The intent of the Study was to ask employees what 11 key workplace ‘values’ were most important to them – and if these values would keep them employed at their particular organization. In addition, we asked the executives within these organizations to rate how important these same values were to their employees. As you might expect, the results were both revealing and, in many cases, reassuring.

The 11 key employment workplace values are listed below in descending order of employee preference. This table clearly shows that:

  • Employees regard every value statement as more important than executives realize.
  • The order of importance of those values to employees was clearly misunderstood by Iowa executives.

NOTE: The questions were presented to respondents using Likert scales. Scored on a 1 to 100 scale, the highest number represents the most positive response.

 Values Study - Workplace Values

From the table we learn that executives understand Respect at the workplace and a sense of Achievement on the job are very important values to their employees. However, when ranked, executives mistakenly believe that Job Security, Money, Employer Leadership, Benefits and Personal Safety are all more important to their employees than the opportunity to Balance work time with family needs.

Here’s the big takeaway from the above table:

THE GREATEST ERROR OF EXECUTIVES IS UNDERESTIMATING THE IMPORTANCE OF WORK-LIFE BALANCE TO THEIR EMPLOYEES.
The importance of employees having a well-rounded lifestyle is critical to the mental well-being of employees – and Iowa employers should take note.

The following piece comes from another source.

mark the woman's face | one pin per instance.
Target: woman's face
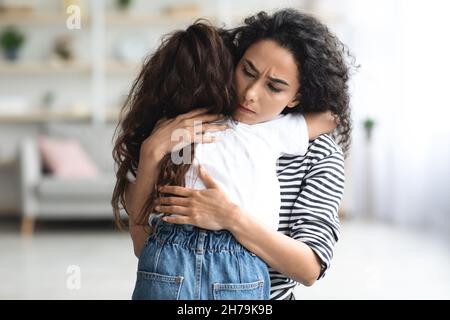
(266, 80)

Some other interesting findings from this Study that may be worth noting, include:

  • By Gender: Female executives are in-tune with female employees. In contrast, male executives underestimated the importance of many values to both male and female employees. The largest disconnect being the importance of Balance and Time to their female employees.
  • By Age: Separated into categories of those younger and those older than 50 years of age, executives under 50 underestimated the importance of workplace values for their employees in all 11 categories. Employees, regardless of age, rated workplace values similarly.
  • By Generation: Generation X employees (born between 1967 – 1976) rated Money as the second least important workplace value, considerably lower than the other generations. All generations of executives significantly underestimated the importance of Balance and Time to all generations of employees.
  • By Income: Lower paid executives clearly underestimated the importance of 10 of the 11 workplace values to employees who earn less than $50,000 (79 percent of the respondents).

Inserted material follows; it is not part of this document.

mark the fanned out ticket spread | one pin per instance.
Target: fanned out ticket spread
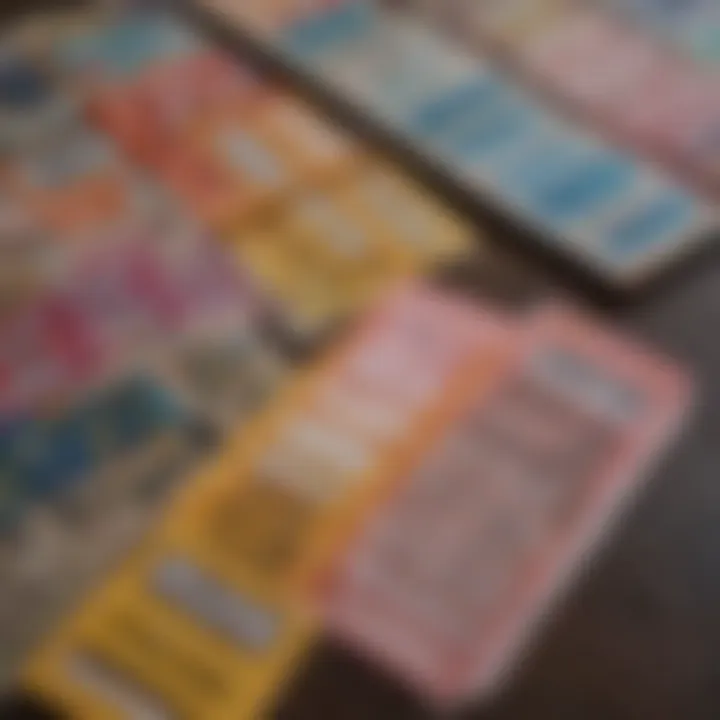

This survey was conducted before the full impact of the Great Recession – which began in 2007/2008. My suspicions, however, are that many employee and executive views in today’s environment may be relatively similar to those views found within this Study. Having Respect, a sense of Achievement and a work-life Balance are most assuredly timeless values…

Iowa employees value Respect, Achievement and the opportunity to Balance work time with family needs as most important, even more important than pay. In today’s globally competitive environment, Iowa employers will need to create a culture that is more responsive to these employee needs and values to attract and retain qualified employees. Being appreciated and valued on the job is the number one value to employees. When asked “What is the one main thing your organization could do better?” the answer: “Show appreciation for hard work,” was consistently heard. This is not an expensive solution, as appreciation can be effectively expressed in a non-monetary way.

Similarly, employees who are proud of their organization were significantly more positive about all aspects of their job. Employers are best served to communicate accurate details about the organization to employees and foster employee pride. Organizations may also consider flextime programs that allow for individual needs, as employees responded overwhelmingly in this Study that they value a healthy work and family balance.

I will continue to ‘dust off’ other gems found within this report, which to my knowledge, was the first study of its kind within Iowa that objectively addressed the disconnect between employer-employee opinions on employment values. Performing another Study similar to this one is definitely on my wish list for the future!